I read a guide recently that suggested making spaghetti straps without any extra stuffing. Instead, sew the loop inside out, as usual, but leave more seam allowance than usual. When the tube is flipped, the extra fabric fills the tube evenly. I tried this method with the tail to good success. I even managed to taper the end decently. The final result looks more like a mouse tail than a cat tail to me, but my husband said it was good for him.
Next came the ears. I cut four triangles and sewed the edges. Nothing special there. I made them a little too pointy, but they’re still good for a last-minute costume.
My husband then took over his costume. The tail got additionally stuffed with flexible, posable tubing (an extra-long version of the tubes in this kit). The base of the tube was attached to a hand-shaped polymorph base designed to fit under a belt and around a belt loop. The base was covered in black tape.
He then sewed the ears directly onto his hoodie. His dad, who was his scoutmaster for years, would be proud that, yes, he can still sew one thing to another. I guided the positioning. They ended up a bit too far forward and too close together, which, combined with the extra-pointy shape, makes the final result look a bit more like a donkey than a cat.

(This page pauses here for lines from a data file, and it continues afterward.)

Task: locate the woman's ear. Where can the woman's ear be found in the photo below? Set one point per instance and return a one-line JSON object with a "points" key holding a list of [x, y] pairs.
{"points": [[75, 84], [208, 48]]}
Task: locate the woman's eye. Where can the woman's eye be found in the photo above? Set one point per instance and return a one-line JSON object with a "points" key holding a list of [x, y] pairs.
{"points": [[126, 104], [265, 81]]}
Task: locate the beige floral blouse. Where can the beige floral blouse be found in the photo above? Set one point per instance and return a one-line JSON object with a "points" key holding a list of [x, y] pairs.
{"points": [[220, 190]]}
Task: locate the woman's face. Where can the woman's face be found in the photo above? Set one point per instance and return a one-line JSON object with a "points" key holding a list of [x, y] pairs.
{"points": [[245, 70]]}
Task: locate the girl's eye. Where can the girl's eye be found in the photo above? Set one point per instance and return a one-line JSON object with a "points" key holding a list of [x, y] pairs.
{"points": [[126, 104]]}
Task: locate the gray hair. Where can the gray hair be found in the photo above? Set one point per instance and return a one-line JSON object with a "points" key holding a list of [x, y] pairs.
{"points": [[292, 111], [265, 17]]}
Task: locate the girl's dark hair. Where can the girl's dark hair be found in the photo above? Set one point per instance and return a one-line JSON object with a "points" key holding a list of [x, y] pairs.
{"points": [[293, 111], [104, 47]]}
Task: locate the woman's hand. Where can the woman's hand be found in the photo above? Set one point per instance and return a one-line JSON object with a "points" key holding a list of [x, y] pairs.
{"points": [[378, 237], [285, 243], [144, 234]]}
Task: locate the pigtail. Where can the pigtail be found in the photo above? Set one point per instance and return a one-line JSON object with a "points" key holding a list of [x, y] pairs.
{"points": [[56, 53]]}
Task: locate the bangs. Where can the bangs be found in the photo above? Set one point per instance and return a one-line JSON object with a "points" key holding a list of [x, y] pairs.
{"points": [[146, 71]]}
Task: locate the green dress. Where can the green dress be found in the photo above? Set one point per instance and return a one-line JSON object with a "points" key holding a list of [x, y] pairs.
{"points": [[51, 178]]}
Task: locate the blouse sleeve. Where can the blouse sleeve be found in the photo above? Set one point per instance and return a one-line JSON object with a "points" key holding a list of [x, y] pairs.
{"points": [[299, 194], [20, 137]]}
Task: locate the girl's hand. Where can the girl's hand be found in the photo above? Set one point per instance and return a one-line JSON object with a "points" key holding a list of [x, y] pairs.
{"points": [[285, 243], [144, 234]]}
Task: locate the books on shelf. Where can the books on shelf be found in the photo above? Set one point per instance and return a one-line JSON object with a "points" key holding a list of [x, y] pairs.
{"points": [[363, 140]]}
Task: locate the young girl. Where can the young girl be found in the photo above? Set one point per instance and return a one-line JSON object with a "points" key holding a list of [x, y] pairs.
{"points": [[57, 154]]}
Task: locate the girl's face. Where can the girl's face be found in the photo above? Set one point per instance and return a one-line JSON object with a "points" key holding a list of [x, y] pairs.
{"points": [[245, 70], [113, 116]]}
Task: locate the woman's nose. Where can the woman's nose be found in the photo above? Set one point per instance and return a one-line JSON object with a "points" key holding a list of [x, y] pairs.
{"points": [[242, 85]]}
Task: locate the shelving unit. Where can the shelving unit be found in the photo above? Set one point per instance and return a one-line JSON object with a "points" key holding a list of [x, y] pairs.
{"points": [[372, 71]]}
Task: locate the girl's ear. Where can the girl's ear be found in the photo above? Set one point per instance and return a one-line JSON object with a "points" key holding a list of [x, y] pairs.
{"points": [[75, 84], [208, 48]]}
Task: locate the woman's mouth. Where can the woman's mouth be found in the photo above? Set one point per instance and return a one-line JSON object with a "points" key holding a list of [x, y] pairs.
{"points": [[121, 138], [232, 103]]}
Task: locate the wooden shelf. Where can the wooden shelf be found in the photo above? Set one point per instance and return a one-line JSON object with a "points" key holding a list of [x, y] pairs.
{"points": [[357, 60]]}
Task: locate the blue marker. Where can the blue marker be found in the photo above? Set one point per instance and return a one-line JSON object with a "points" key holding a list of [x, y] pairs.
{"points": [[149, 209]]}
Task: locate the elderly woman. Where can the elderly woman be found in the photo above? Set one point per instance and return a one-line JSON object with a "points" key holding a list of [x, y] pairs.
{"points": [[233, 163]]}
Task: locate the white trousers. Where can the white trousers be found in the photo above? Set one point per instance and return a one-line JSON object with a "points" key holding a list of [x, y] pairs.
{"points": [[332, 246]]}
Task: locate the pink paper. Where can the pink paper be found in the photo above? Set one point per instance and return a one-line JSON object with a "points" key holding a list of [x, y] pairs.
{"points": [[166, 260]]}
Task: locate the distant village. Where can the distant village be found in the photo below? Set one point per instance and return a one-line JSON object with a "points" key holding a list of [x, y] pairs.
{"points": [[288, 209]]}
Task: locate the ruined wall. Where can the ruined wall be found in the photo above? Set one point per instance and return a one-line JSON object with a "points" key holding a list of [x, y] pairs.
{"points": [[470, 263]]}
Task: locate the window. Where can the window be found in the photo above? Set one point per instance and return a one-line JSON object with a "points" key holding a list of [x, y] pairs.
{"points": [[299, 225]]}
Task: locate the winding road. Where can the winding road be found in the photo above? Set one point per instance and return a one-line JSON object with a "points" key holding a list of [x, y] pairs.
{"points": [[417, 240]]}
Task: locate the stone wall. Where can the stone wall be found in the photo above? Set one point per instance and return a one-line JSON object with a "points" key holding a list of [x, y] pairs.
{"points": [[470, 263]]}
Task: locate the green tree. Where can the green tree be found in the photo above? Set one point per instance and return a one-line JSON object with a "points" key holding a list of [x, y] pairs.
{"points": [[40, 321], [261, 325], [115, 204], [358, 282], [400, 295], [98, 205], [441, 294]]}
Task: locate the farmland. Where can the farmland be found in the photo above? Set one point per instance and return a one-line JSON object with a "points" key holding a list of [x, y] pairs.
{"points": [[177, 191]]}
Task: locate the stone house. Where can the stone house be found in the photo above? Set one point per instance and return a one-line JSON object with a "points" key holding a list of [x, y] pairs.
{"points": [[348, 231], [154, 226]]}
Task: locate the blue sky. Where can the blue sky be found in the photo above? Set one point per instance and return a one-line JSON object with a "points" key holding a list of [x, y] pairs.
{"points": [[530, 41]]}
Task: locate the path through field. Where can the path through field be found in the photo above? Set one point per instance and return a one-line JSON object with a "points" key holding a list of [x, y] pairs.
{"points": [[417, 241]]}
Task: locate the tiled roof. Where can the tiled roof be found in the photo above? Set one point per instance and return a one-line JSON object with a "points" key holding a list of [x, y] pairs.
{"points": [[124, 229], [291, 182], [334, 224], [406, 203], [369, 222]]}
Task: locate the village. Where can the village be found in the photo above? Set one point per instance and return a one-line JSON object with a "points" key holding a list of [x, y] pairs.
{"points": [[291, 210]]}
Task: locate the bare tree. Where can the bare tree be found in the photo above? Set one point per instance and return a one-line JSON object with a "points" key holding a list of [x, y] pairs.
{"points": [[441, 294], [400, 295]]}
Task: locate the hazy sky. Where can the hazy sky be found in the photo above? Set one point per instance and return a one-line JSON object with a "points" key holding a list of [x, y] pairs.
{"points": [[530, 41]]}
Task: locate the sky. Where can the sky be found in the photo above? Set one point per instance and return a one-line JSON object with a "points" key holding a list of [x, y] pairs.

From this minor project I can safely say that the machine works! I can successfully thread the top thread! And I can sew a more or less straight line. For a very basic machine-sewing project, the first I’ve independently attempted, I think it’s pretty good.
I think I may be bitten by the sewing bug. If fabric weren’t so expensive, I would do this a whole lot more often.
Do you sew? What was your first sewing project?